Use of space platforms is not like in the movies.  The systems were put up there to perform specific surveillance (and other) tasks and its hard to justify pulling them and re-orientating them just so they can find one guy, especially when the job can be done more efficiently and effectively by boots on the ground.  Plus the cost in manpower in having to have a team of imagery analysts constantly reviewing the imagery received, which means by the time they identify a clue to Osama's presence in an area, the guy is already out of area, so you cant act on the information (which requires sending in a ground team anyway).  

Reading a license plate is great, but it doesnt help if the cars in the area (if there are any) dont have licenses plates and if they do the plates are unlikely to have a vehicle registered in Osama's name (i.e. "There it is, custom licence number "I-P-L-A-N-D-9-1-1", find out what address the vehicle owner lives at.  You got it?  Cave #842, Bora Mountain Heights, Waziristan?  Excellent, we'll send a team right away..." - it just doesnt happen.).  

Granted there are more capable/specialized space-based systems out there we could discuss, but the same issues apply to those as well... 

_(Retiredgrunt45, not trying to poke fun at or insult you, just trying to give giving valid feedback with examples...) _


----------



## Greymatters (30 Aug 2007)

The real question to consider is - If he is already dead, or does die, will they announce it and when?  Will they try and make a martyr out of him, or hide his demise so that the Great Satan remains in doubt as to Osama's current status and threat to the West?

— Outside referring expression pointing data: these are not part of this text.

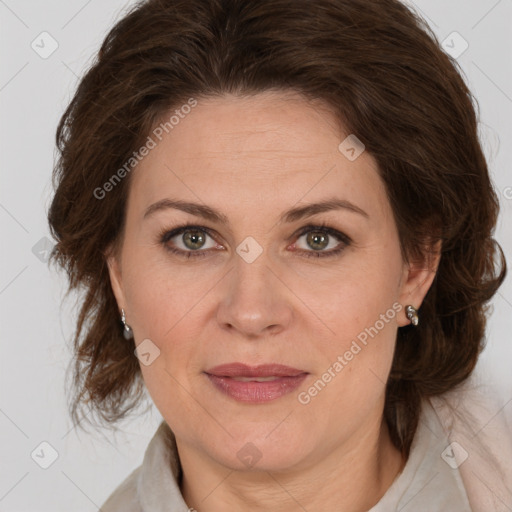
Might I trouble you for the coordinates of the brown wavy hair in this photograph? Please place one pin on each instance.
(381, 70)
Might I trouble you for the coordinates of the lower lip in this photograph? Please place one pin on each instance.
(256, 392)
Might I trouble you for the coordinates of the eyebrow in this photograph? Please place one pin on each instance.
(292, 215)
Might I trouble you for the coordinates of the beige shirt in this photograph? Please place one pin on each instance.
(460, 461)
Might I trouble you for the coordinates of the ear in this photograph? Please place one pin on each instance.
(417, 278)
(114, 269)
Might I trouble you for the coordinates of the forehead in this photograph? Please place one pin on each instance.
(269, 148)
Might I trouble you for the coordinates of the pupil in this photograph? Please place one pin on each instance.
(317, 239)
(191, 238)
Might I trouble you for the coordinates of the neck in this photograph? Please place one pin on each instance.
(352, 478)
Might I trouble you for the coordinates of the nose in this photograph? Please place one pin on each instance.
(255, 302)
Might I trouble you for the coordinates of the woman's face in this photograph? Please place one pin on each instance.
(260, 283)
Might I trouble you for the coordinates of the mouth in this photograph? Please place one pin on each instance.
(255, 384)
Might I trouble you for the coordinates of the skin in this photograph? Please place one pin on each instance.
(252, 159)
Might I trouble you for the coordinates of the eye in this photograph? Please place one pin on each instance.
(320, 238)
(188, 241)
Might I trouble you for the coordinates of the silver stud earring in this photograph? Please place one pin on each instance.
(127, 331)
(412, 315)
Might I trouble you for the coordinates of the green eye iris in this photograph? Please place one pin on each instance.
(317, 240)
(193, 239)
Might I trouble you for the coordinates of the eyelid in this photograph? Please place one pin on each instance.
(168, 234)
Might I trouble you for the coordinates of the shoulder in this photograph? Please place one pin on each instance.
(124, 498)
(478, 425)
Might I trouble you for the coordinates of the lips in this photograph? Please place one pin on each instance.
(263, 370)
(255, 384)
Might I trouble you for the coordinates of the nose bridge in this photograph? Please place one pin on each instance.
(253, 300)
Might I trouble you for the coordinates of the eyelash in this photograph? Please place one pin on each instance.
(165, 235)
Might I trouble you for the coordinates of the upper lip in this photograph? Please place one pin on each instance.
(263, 370)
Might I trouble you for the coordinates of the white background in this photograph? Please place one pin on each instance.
(36, 331)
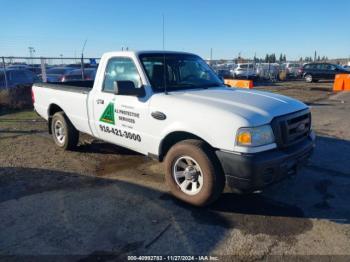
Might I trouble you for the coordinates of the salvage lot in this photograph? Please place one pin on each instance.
(105, 200)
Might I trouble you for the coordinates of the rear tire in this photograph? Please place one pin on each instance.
(64, 133)
(193, 173)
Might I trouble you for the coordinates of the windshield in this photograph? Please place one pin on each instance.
(183, 71)
(57, 71)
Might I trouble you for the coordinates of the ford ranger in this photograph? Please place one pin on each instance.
(173, 107)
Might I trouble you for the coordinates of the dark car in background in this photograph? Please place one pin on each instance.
(224, 73)
(76, 75)
(322, 71)
(55, 74)
(15, 77)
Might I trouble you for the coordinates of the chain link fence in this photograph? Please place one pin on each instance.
(17, 74)
(26, 70)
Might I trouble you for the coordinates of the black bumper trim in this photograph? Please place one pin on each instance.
(249, 172)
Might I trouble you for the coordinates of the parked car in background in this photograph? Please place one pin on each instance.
(17, 66)
(224, 73)
(322, 71)
(36, 69)
(267, 70)
(15, 77)
(76, 75)
(246, 70)
(292, 69)
(56, 74)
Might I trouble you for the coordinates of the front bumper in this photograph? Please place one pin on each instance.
(250, 172)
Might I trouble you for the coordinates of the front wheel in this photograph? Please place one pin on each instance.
(193, 173)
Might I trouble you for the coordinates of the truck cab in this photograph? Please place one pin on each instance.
(173, 107)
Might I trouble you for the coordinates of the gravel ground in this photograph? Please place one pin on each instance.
(107, 202)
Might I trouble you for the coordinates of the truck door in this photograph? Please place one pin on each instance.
(119, 118)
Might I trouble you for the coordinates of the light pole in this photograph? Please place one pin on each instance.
(31, 53)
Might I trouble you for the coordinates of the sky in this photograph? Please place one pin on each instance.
(228, 27)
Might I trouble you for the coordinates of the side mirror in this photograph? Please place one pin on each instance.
(127, 88)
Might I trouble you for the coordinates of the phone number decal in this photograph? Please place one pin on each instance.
(121, 133)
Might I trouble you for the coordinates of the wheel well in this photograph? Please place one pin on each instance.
(53, 109)
(173, 138)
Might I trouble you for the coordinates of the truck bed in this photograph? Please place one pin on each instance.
(72, 86)
(71, 97)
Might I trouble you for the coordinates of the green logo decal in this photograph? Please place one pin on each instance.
(108, 114)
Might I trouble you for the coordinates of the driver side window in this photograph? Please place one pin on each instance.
(120, 69)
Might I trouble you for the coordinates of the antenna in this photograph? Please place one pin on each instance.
(164, 70)
(82, 60)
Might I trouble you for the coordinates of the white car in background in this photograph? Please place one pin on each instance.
(246, 70)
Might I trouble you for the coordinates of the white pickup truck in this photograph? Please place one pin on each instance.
(172, 106)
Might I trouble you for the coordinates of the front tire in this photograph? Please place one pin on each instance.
(193, 173)
(64, 133)
(308, 78)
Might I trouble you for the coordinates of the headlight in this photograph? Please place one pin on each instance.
(255, 136)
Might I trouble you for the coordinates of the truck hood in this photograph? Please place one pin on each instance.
(256, 107)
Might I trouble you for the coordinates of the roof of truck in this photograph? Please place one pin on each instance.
(146, 52)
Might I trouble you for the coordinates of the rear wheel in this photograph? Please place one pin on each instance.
(63, 132)
(193, 173)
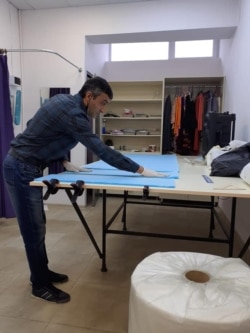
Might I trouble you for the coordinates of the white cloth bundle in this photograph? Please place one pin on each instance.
(189, 292)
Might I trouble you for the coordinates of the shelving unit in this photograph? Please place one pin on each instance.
(136, 123)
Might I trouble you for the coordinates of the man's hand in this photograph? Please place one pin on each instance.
(73, 168)
(152, 173)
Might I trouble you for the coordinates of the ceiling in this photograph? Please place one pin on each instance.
(48, 4)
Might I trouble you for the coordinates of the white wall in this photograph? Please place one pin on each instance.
(9, 39)
(236, 66)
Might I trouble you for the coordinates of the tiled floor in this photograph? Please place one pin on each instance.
(99, 301)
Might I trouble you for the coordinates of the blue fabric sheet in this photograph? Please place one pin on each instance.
(163, 163)
(102, 173)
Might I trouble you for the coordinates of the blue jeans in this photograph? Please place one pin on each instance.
(27, 202)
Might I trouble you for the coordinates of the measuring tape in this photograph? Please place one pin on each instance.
(207, 179)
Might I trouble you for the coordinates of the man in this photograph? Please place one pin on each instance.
(55, 129)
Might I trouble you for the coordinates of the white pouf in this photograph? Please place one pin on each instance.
(185, 292)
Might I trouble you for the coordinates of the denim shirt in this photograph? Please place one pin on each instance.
(58, 126)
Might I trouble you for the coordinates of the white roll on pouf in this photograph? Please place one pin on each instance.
(185, 292)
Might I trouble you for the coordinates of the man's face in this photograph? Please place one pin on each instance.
(95, 105)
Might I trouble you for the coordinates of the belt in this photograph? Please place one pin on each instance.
(26, 160)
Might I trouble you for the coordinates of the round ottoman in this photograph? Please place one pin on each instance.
(185, 292)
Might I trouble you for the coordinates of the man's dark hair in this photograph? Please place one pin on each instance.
(97, 85)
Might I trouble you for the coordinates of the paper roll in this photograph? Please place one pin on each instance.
(185, 292)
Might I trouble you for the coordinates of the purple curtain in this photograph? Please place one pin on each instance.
(6, 134)
(56, 167)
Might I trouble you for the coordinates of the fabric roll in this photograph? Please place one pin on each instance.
(189, 292)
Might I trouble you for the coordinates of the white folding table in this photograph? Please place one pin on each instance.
(188, 177)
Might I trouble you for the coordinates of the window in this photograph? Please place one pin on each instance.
(194, 48)
(139, 51)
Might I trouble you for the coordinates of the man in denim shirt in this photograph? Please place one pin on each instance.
(55, 129)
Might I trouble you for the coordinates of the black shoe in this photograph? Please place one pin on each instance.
(51, 294)
(57, 277)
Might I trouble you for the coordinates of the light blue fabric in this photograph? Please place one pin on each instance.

There are a lot of theories on this.  Personally I think they would gain the most benefit to announce his death (once he dies), create a martyr for the cause, have a worldwide mourning, hold a big funeral, and emphasize that he died of natural causes and not because he was injured or killed by the West.  AQ has good access to news and propaganda machines over there so it wouldnt be hard for them to achieve this...


----------



## retiredgrunt45 (31 Aug 2007)

> (Retiredgrunt45, not trying to poke fun at or insult you, just trying to give giving valid feedback with examples...)



Hey Grey Matter, Non taken. 

You made some valid points. 

Cheerio.


----------